Evaluating phonemic transcription of low-resource tonal languages for language documentation

TitleEvaluating phonemic transcription of low-resource tonal languages for language documentation
Publication TypeConference Paper
Year of Publication2018
AuthorsAdams, O., Cohn T., Neubig G., Cruz H., Bird S., & Michaud A.
Published inProceedings of the LREC 2018 Workshop
KeywordsAsian languages, language documentation, low-resource languages, Mesoamerican languages, speech recognition
Abstract

Transcribing speech is an important part of language documentation, yet speech recognition technology has not been widely harnessed to aid linguists. We explore the use of a neural network architecture with the connectionist temporal classification loss function for phonemic and tonal transcription in a language documentation setting.
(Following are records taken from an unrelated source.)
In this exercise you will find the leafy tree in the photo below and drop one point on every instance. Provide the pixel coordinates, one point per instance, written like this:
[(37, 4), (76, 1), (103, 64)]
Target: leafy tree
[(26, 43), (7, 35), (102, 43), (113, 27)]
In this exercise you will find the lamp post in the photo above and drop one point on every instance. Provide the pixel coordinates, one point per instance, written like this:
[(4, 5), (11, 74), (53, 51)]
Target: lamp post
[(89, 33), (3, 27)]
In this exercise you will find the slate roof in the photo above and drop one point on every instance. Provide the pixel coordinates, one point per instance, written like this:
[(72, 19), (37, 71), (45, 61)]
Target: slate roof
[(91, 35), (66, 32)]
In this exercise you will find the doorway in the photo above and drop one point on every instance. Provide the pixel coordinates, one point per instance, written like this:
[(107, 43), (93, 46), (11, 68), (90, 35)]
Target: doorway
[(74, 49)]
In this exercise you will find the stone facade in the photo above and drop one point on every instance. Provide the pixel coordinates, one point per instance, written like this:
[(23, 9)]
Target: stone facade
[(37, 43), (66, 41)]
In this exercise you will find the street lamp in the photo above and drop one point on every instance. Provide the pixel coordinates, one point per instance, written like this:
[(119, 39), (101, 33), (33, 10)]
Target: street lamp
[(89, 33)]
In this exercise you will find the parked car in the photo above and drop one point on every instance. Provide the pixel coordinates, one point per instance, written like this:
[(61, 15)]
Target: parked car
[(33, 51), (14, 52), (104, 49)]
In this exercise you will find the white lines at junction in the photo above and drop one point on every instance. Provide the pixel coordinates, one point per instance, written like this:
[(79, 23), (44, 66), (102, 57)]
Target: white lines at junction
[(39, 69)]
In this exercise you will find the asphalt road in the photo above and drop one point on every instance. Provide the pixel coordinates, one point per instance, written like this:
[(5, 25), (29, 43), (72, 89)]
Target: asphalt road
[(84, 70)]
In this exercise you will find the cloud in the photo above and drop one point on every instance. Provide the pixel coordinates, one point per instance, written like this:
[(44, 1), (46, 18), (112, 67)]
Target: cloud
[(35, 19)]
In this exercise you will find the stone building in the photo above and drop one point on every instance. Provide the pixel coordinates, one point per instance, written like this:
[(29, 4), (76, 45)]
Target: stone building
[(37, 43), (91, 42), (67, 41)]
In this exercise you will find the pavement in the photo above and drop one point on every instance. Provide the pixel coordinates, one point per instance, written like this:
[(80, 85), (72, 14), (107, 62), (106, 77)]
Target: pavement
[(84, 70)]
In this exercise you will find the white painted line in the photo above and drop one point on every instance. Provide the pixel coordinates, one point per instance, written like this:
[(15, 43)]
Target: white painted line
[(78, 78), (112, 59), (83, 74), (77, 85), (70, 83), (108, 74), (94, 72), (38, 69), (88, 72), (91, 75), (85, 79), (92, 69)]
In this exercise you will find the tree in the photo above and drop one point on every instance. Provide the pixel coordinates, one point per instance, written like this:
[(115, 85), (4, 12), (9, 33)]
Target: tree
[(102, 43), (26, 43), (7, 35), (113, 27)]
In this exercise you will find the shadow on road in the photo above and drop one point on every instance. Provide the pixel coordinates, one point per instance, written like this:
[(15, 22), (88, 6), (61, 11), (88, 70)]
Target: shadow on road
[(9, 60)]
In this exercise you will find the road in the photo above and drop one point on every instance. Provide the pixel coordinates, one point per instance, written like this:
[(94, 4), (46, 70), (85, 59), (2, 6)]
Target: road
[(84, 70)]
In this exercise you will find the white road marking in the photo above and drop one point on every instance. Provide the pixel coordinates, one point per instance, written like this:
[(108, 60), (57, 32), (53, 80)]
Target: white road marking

In this framework, we explore jointly modelling phonemes and tones versus modelling them separately, and assess the importance of pitch information versus phonemic context for tonal prediction. Experiments on two tonal languages, Yongning Na and Eastern Chatino, show the changes in recognition performance as training data is scaled from 10 minutes up to 50 minutes for Chatino, and up to 224 minutes for Na. We discuss the findings from incorporating this technology into the linguistic workflow for documenting Yongning Na, which show the method’s promise in improving efficiency, minimizing typographical errors, and maintaining the transcription’s faithfulness to the acoustic signal, while highlighting phonetic and phonemic facts for linguistic consideration. 

Acknowledgment

We are very grateful for support from NSF Award 1464553 Language Induction Meets Language Documentation.